What do you think we can expect from the private-commercial spaceflight and space tourism sector in the near future?
What you can expect is those cadence of flights.... The frequency of flights, access to space, creating those opportunities not only for tourism purposes, which I do think have a great effect on humanity, and also for research purposes.
You are also seeing a diversity of vehicles entering the market. You will have a pipeline, especially from the science side, of researchers conducting work on parabolic aircraft and then moving to sub-orbital. Then moving to orbital (aircraft) if they need to. A lot of our researchers have found that the time they have had in sub-orbital space is enough.
As we move forward, you are seeing these vehicles that people have been talking about come to fruition and fly, and fly often. That’s really key: the increased access to space.
There’s a debate on whether there’s a distinction between the terms “space tourists”, “amateur astronauts” and actual astronauts, who go through years of training. What are your thoughts on this?
I think the focus really should be on the journey. It is such a perspective-changing and transformational experience for anyone that does it. I have not heard of an astronaut that had gone to space and come back to say that it was boring. Everyone’s going to have a different reaction.
You have heard of the “overview effect”. People are going to come back energised. People are going to come back and use that opportunity to further positive change in whatever projects they are pursuing. You are debating about words but what is important is what the person goes through. It is an absolutely transformational journey.
My personal opinion: I think the more astronauts, the better.
An August 2021 AFP story said “a Virgin Galactic space ticket will cost you $450,000”. With that kind of price in discussion, how many people do you think will be able to access space tourism and what kind of individuals is a company like Virgin Galactic targeting?
$450,000 is our current ticket price. We have over 800 people ready and excited to fly. As we scale up—we have two spaceships now—we are going to be manufacturing a fleet and getting to a cadence of 400 flights per year out of the spaceport. We hope to see that scale bringing the price down in the future.
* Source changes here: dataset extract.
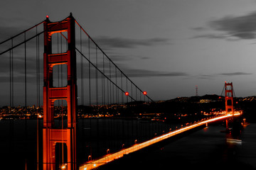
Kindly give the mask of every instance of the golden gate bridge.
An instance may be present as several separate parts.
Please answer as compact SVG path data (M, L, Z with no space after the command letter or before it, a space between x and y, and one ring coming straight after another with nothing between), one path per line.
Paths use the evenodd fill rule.
M3 49L0 52L1 67L9 67L9 73L2 73L2 83L9 89L2 92L1 102L11 108L18 105L27 107L31 103L38 108L43 103L43 143L42 146L40 142L37 145L38 169L95 169L124 154L212 122L227 120L228 125L228 120L240 115L233 109L233 84L225 83L225 114L166 130L142 142L135 140L134 144L124 148L123 144L120 151L112 154L108 149L107 155L102 157L92 159L91 154L86 155L88 161L78 164L78 105L110 106L142 101L146 103L153 100L114 63L72 13L58 22L51 22L47 16L42 22L0 42L0 45ZM60 128L54 123L55 106L62 108ZM106 113L103 114L106 115ZM42 147L42 155L39 155L39 148Z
In the meantime, we are partnering with organisations like Space for Humanity and hopefully are able to provide more tickets for people that cannot put up the $450,000. We announced a winner last year, and she’s going to fly her daughter with her to space. It’s through programmes like these that we are hoping to bring that access to everyone.
Looking at our customers, each person has a different reason for wanting to go to space. One of our customers (in India) is in Hyderabad. For some people, it is the thing that they want to do.
What do you think Isro, the Indian space agency, and the Indian space industry can offer to the world?
Isro has been working on investing in capabilities on orbit, to monitor climate, adverse weather. I think that really showcases a space agency’s strength—not only to drive science and our knowledge sphere outward into the universe but use that information to help the country and the people living in it. I think Isro is doing a great job. With the increase in the number of flights and commercial capabilities, partnerships with agencies to do some of the more “mundane” tasks will free up resources for the government to do even more ambitious things that don’t have a commercial market yet. So, partnerships with the commercial industry isn’t a competition. It is a supplement to aid an agency’s existing missions and objectives.
When we speak about experiments in space or finding habitable zones to explore in the future, everything comes back to this: benefits to humanity. What does space tourism offer in that sense?
I believe that the more people that have that experience and journey in space will come back energised to change and do good. It doesn’t have to be “do good in space”. It could be any project or any cause that is close to that person’s heart. That was something I definitely felt. I wasn’t changed. But I came back wanting to do more. When you see the planet and you see that that is the home housing everybody you have ever known, you want to come back and protect it.